The kids look very good. Delwyn Young needs to redevelop the plate patience he had that helped get him to the major leagues. He seems very anxious to swing.

If there's anything hollow about this victory, it's how terrible the Giants looked. Barry Zito's fastball sat at around 84 mph throughout the game, and it took him a lot of pitches to barely make it through 5 innings. Their geriatric team looked weak in every way, from pitching to hitting to fielding (although there were no errors).

But the Dodgers could not have asked for a better way to start the season!!!

Sunday, March 30, 2008

Red Sox Beat Dodgers at Coliseum

(Photo copyright Kevin Delin, taken with iPhone)

It was an amazing sight, yet an eerily strange feeling to see the Dodgers playing where I usually see USC football. They did an amazing job turning a football stadium into a baseball stadium for a one-night event! The atmosphere was absolutely electric.

Unfortunately, the Dodgers did not look good. Fifth starter Loaiza did nothing to encourage keeping him in the rotation, except for the fact that he has a contract. Although only 2 of his 5 runs were earned, he pitched a scant 3 innings and threw an awful lot of balls, and the 5 runs all came on 2 homers over that tall left field net.

At the plate, Juan Pierre went 0 for 2 with a strikeout. I can't imagine him in the starting lineup. If Torre does not have the cojones to bench him, then I don't understand why we bothered hiring him. This is the exact situation an experienced manager was hired for. Having dealt with the Yankees egos for over a decade, he should be able to deal with Pierre.

Kemp got 3 hits and Loney got 2, including a home run.

Blake Dewitt looks like a keeper at 3rd base, hitting a 2-run homer and making 2 great line drive catches at third. He also made a high throw to 1st for an error, but here's a kid who has never played above AA ball, and suddenly he's in front of a 115,300 person crowd at the Coliseum. The kids are alright.

Yesterday would have been my Dad's 90th birthday. It was nice spending it at the ballpark, watching his favorite team win.

Wednesday, March 26, 2008


With the exception of a 10-minute ad for iTunes (showing the Idol wannabees downloading their own songs on iTunes!?!), the show had nothing more than expected. The call-in spots definitely have to go. Thank god for Tivo!

Syesha did not belong in the bottom 3 based on last night's performance, but Chickeze has been among the worst for weeks now. I shed no tears over his loss.


A mixture of terrible and pretty good this week.

Ramiele was weak for the second week is a row (although the judges loved her last week) and she may be among the bottom 2 this week.

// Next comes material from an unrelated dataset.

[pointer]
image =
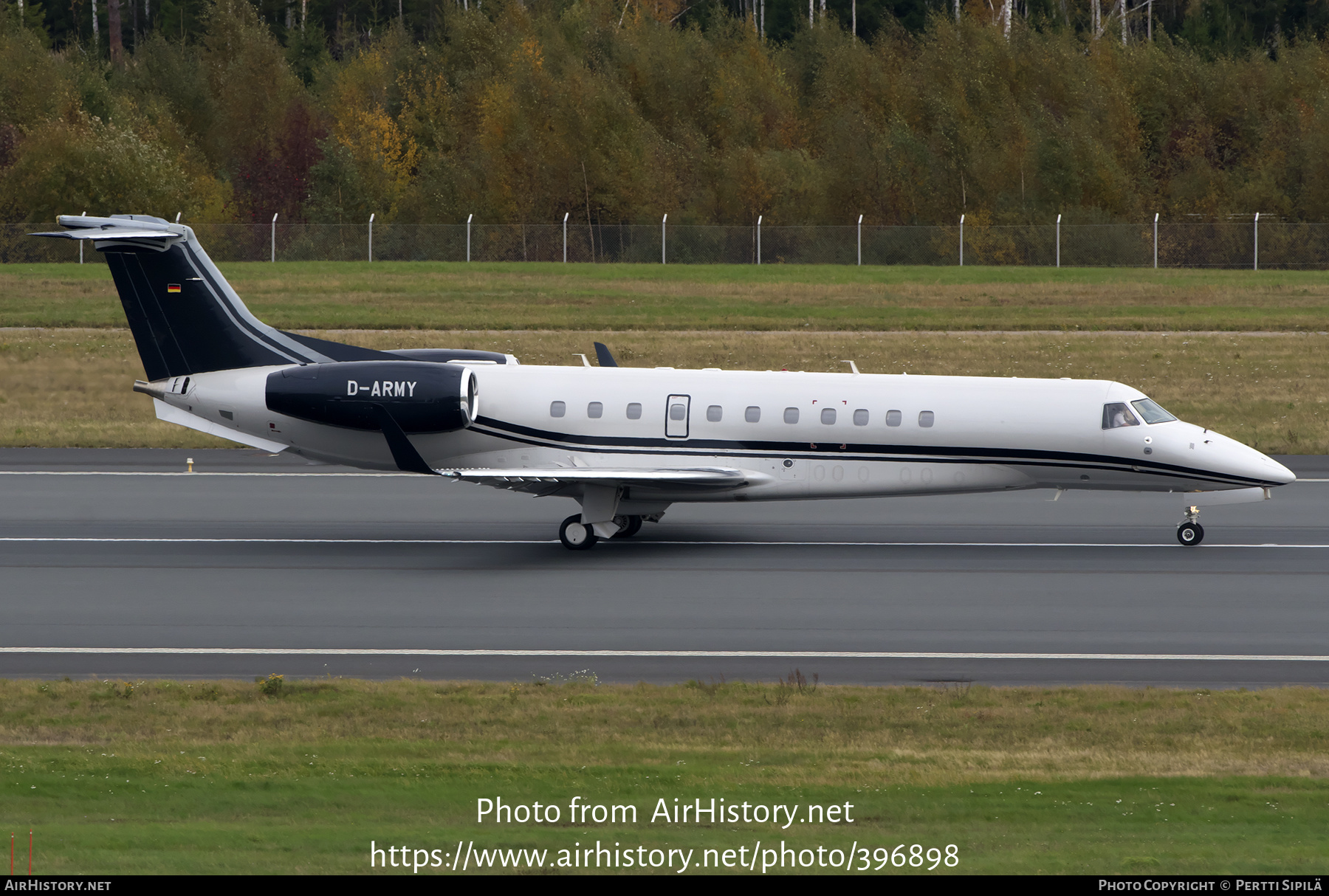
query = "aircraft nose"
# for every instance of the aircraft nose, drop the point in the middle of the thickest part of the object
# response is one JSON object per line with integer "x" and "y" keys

Syesha did her best yet. She has been borderline for a few weeks now; if there's any justice, she'll be fine this week.

David Cook and Michael Johns both kicked ass tonight. They both look like the people to beat.

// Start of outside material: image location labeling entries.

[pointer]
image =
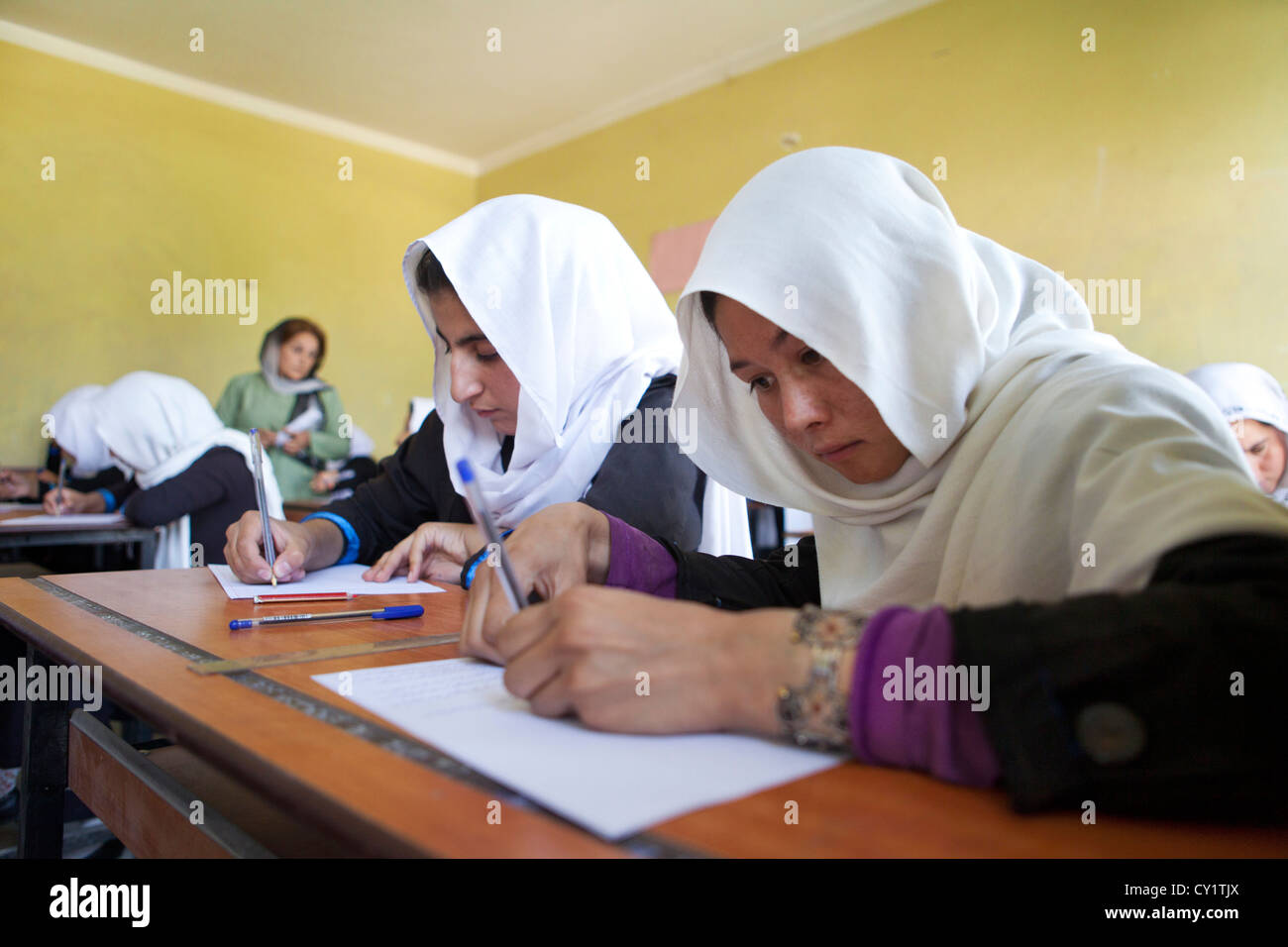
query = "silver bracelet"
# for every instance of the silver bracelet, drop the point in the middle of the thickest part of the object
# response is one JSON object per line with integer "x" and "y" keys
{"x": 814, "y": 715}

Chickeze and Carly Smithson were both good but not great. Considering Chickeze's track history, I'd say he may still be in trouble.

Kristy Lee Cook made a brilliant song choice which will save her ass. Every redneck in the country will be voting for her for singing PROUD TO BE AN AMERICAN. Her performance wasn't terrible, but she's definitely the worst singer left on the show.

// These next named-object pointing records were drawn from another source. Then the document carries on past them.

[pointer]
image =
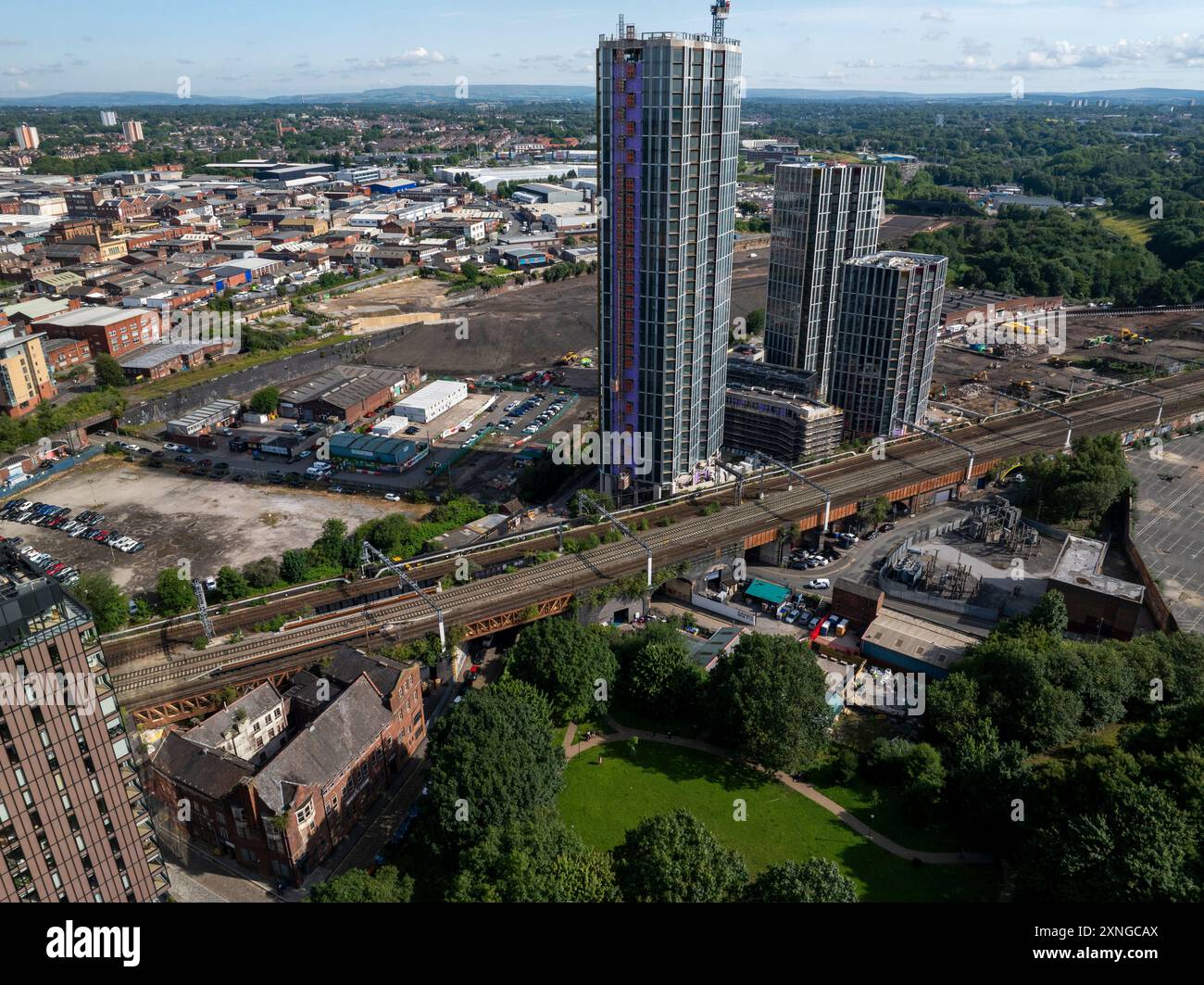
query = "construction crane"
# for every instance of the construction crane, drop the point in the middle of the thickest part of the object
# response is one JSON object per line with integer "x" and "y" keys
{"x": 369, "y": 553}
{"x": 719, "y": 13}
{"x": 203, "y": 608}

Jason Castro was forgettable, which is often dangerous, but this week there were clearly some worse singers. Brooke White and David Archuleta are both safe as well.

Thursday, March 20, 2008

Angels 8, Giants 1

The Angels looked great and the Giants looked equally weak for a second day in a row.

Angels prospect Nick Adenhart pitched 6 shutout innings. That, combined with a whopping 17 hits from the Angels was enough for a good win. The hits were well-spread amongst the Angels. Eric Aybar hit his 3rd home run of the season. Catcher Mike Napoli upped his average with 2 hits, plus 2 runs, and an RBI. Chone Figgins got 2 hits and an RBI.

The Giants got a paltry 4 hits during the game. Bonds' departure has left them with no pop.

Tempe stadium is nice, but there's virtually no shade. Today's game was a sellout. The temperature only hit 83, but the Phoenix sky is crystal blue, and the sun beats down heavily. Several people seemed to have problems with the heat and needed medical attention. They did a minor upgrade of the stadium a few years ago, they need to add more shade coverage like the other parks.